For Immediate Release, July 17, 2023
Mason Voehl, Amargosa Conservancy, (702) 900-7589, email@example.com
Court Order Sought to Block Drilling at Nevada’s Ash Meadows National Wildlife Refuge
LAS VEGAS, Nev.— Conservation advocates asked a federal judge today to prevent the launch of a lithium exploration project on the border of Ash Meadows National Wildlife Refuge in southern Nevada. The motion for a preliminary injunction comes after the groups sued the U.S. Bureau of Land Management earlier this month for approving the project.
Although the agency said in media reports last week that it would require an environmental review of the project, it has not made that official. As a result, the Center for Biological Diversity and local non-profit Amargosa Conservancy filed the motion for a preliminary injunction in U.S. District Court in Las Vegas.
“Rover’s drilling project risks everything we and our community hold dear at Ash Meadows,” said Mason Voehl, executive director of the Amargosa Conservancy. “We have no choice but to seek this urgent legal remedy to halt the drill rigs before the unthinkable happens.”
Canadian mining company Rover Metals plans to begin drilling at its Let’s Go Lithium Project within a couple of weeks, risking irreparable harm to the abundant desert springs at Ash Meadows and threatening the numerous species of wildlife they support.
Fourth-generation Amargosa Basin resident Susan Sorrells, who owns the nearby small community of Shoshone Village, also joined the suit.
Sorrells’s great grandfather, Ralph “Dad” Fairbanks, owned a ranch at Ash Meadows in the early 20th century. Fairbanks Spring, which provides habitat for endangered species in the refuge and is threatened by Rover’s drilling, bears his name.
Sorrells has oriented her businesses in Shoshone around ecotourism and she single-handedly rescued the endangered Shoshone pupfish from extinction. She joined the lawsuit to block Rover’s drilling project to protect her businesses and home.

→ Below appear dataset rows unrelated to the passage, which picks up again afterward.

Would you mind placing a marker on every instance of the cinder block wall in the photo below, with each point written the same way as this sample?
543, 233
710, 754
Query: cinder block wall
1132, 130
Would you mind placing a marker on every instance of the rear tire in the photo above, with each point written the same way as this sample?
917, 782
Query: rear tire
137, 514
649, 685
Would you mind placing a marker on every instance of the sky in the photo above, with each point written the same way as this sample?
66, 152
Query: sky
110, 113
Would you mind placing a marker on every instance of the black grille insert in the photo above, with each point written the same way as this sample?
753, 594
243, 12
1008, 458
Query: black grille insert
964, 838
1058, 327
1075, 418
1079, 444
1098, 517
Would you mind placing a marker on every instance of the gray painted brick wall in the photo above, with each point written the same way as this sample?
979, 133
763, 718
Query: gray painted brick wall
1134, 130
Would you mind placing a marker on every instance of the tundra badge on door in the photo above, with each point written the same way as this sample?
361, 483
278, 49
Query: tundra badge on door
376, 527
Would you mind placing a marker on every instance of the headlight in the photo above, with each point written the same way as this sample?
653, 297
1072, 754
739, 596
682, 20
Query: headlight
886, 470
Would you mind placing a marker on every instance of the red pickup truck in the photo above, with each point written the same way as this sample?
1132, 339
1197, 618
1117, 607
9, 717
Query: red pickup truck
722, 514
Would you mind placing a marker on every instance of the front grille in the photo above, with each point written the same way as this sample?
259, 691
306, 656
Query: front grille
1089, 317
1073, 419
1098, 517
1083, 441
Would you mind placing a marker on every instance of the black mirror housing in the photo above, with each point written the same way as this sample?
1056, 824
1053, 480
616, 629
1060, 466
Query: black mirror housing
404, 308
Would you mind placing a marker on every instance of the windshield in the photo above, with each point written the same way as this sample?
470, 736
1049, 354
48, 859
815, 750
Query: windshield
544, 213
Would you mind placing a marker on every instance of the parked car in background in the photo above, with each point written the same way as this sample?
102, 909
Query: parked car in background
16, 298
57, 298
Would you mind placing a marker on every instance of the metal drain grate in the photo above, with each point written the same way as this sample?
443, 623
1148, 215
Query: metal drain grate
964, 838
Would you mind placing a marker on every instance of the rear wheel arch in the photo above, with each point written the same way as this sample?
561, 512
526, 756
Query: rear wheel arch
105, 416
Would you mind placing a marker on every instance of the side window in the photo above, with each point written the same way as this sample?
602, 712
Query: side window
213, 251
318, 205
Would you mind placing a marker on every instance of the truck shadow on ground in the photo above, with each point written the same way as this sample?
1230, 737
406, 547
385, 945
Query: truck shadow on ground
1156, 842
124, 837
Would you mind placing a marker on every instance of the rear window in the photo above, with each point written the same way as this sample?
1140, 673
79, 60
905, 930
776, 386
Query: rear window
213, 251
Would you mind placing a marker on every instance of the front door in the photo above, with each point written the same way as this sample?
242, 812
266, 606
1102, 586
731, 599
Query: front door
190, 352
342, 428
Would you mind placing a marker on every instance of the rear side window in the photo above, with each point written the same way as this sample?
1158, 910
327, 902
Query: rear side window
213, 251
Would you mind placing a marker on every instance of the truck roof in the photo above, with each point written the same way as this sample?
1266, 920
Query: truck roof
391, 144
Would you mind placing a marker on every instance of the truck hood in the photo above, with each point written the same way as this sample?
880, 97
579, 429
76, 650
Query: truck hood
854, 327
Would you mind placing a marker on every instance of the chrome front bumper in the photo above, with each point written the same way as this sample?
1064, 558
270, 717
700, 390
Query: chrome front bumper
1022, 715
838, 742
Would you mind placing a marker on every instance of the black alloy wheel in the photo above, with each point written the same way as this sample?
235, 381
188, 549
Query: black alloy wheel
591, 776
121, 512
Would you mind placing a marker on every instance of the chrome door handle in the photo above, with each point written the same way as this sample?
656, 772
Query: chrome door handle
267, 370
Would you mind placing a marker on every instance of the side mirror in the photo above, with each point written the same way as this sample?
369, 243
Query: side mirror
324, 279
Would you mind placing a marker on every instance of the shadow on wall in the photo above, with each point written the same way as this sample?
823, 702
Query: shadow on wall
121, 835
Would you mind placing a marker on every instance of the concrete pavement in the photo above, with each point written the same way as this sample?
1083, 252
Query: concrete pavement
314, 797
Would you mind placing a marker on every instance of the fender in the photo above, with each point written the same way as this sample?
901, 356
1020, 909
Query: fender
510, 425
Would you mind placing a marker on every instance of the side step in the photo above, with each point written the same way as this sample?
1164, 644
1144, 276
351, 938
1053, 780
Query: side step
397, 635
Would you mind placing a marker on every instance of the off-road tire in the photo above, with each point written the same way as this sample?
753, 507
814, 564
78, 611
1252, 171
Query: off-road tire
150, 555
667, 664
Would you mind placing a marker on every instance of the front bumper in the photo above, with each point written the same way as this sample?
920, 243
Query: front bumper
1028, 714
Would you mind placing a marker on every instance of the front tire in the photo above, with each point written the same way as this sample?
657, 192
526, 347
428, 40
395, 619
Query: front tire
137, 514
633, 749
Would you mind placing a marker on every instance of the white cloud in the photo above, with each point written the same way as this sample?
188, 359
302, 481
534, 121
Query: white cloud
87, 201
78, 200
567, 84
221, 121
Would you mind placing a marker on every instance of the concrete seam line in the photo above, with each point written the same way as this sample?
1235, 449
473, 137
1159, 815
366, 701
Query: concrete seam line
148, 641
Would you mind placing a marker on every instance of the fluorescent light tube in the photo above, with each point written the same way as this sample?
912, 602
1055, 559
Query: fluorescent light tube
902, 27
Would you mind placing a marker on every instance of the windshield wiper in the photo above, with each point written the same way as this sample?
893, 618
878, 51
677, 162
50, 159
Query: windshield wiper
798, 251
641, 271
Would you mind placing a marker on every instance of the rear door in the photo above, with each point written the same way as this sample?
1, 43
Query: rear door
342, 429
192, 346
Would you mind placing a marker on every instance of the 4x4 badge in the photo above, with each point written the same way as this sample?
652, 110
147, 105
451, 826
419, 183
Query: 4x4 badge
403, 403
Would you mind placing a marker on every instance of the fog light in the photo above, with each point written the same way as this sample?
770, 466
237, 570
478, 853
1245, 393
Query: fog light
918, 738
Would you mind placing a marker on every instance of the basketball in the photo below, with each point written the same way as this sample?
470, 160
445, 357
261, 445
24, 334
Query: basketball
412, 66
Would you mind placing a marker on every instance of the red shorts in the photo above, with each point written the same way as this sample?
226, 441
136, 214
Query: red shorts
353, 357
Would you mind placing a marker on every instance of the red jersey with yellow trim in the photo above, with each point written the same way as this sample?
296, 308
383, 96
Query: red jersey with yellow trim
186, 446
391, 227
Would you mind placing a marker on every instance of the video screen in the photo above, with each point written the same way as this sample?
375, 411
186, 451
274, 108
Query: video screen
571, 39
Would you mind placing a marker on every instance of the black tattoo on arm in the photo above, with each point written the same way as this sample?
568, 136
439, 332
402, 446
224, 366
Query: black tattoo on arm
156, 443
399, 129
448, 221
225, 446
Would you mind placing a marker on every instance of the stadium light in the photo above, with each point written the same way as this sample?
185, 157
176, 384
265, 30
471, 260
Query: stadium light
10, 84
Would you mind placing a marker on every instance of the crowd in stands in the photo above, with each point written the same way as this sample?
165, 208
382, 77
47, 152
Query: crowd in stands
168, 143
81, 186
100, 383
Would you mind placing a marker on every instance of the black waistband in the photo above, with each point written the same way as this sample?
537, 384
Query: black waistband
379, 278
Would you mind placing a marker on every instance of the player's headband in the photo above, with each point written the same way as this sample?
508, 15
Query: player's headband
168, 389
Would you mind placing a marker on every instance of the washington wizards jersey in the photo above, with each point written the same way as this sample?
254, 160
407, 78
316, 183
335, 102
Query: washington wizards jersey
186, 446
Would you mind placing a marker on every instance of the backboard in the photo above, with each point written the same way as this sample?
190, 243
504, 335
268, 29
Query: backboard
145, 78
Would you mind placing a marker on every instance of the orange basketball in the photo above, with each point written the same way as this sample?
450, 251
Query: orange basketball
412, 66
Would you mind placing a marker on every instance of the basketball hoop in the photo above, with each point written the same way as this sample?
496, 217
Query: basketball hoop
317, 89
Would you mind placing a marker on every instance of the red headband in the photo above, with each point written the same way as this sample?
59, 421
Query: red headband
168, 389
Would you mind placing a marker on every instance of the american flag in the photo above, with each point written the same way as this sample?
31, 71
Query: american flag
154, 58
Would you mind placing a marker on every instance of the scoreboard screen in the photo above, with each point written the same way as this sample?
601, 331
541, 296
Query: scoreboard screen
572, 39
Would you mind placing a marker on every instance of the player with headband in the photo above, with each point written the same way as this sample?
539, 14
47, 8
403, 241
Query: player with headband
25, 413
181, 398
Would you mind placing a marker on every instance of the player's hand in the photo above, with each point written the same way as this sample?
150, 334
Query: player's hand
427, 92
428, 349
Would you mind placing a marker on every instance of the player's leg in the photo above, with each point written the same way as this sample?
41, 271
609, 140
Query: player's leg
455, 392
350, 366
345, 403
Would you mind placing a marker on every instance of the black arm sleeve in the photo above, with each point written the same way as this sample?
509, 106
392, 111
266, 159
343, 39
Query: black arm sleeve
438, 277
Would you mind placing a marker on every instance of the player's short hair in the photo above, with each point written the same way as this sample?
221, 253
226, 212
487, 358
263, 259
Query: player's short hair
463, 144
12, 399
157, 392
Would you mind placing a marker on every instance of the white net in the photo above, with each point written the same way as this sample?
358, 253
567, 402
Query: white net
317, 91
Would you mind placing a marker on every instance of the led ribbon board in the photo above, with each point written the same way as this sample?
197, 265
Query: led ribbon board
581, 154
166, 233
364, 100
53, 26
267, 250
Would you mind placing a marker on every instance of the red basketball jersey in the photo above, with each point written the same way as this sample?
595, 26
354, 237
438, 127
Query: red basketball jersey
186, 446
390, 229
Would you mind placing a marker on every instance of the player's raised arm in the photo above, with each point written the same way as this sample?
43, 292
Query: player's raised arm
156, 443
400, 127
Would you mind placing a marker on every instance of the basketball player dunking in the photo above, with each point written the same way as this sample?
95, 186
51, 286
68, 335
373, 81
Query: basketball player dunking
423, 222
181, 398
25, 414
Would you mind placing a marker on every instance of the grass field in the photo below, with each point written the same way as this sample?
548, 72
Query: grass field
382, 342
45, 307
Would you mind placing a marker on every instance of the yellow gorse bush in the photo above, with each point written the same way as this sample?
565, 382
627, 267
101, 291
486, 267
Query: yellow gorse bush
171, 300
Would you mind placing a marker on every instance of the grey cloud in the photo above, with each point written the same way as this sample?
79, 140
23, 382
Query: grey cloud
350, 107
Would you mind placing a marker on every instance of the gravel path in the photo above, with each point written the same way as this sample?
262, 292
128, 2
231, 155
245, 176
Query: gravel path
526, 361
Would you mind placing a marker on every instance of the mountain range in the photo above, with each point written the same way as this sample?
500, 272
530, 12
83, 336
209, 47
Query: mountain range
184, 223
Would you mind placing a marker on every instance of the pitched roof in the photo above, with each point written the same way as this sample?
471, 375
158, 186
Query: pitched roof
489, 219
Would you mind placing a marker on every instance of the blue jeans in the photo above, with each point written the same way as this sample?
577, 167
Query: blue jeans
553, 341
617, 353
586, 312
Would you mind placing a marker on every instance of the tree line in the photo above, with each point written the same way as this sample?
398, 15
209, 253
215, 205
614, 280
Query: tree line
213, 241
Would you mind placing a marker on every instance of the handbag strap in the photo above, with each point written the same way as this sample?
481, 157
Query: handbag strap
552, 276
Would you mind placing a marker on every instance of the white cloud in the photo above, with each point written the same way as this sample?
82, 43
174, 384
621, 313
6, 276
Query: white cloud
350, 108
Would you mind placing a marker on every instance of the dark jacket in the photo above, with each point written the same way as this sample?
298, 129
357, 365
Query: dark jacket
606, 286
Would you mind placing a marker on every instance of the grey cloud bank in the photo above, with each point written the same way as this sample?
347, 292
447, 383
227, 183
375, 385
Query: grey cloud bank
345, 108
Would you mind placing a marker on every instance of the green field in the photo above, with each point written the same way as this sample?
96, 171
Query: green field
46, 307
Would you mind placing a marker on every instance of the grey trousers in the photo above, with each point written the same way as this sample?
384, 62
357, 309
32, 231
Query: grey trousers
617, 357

“I’ve been working to sustain the future of my community on the Amargosa River for my entire life,” said Sorrells. “The proposed lithium project at Ash Meadows places everything I’ve worked for at risk, from my businesses to the endangered plants and animals we hold dear. I’m pleased to join this lawsuit to defend my community and the water we need to survive.”
Today’s motion includes expert testimony from a hydrologist and a fish biologist detailing the likelihood of irreparable harm to Ash Meadows and for the endangered species that live in the area if Rover is permitted to begin drilling.
The lawsuit says the BLM failed to conduct any environmental analysis or consult with the U.S. Fish and Wildlife Service about potential harms to endangered species.
“The science is clear. Rover’s project threatens to destroy endangered species habitat in a protected wildlife refuge,” said Patrick Donnelly, Great Basin director at the Center for Biological Diversity. “Instead of requiring environmental analysis of the inevitable harms this project will cause, federal officials rubber-stamped a Canadian mining company trashing our beloved national wildlife refuge. We won’t let them get away with it.”
The Center for Biological Diversity is a national, nonprofit conservation organization with more than 1.7 million members and online activists dedicated to the protection of endangered species and wild places.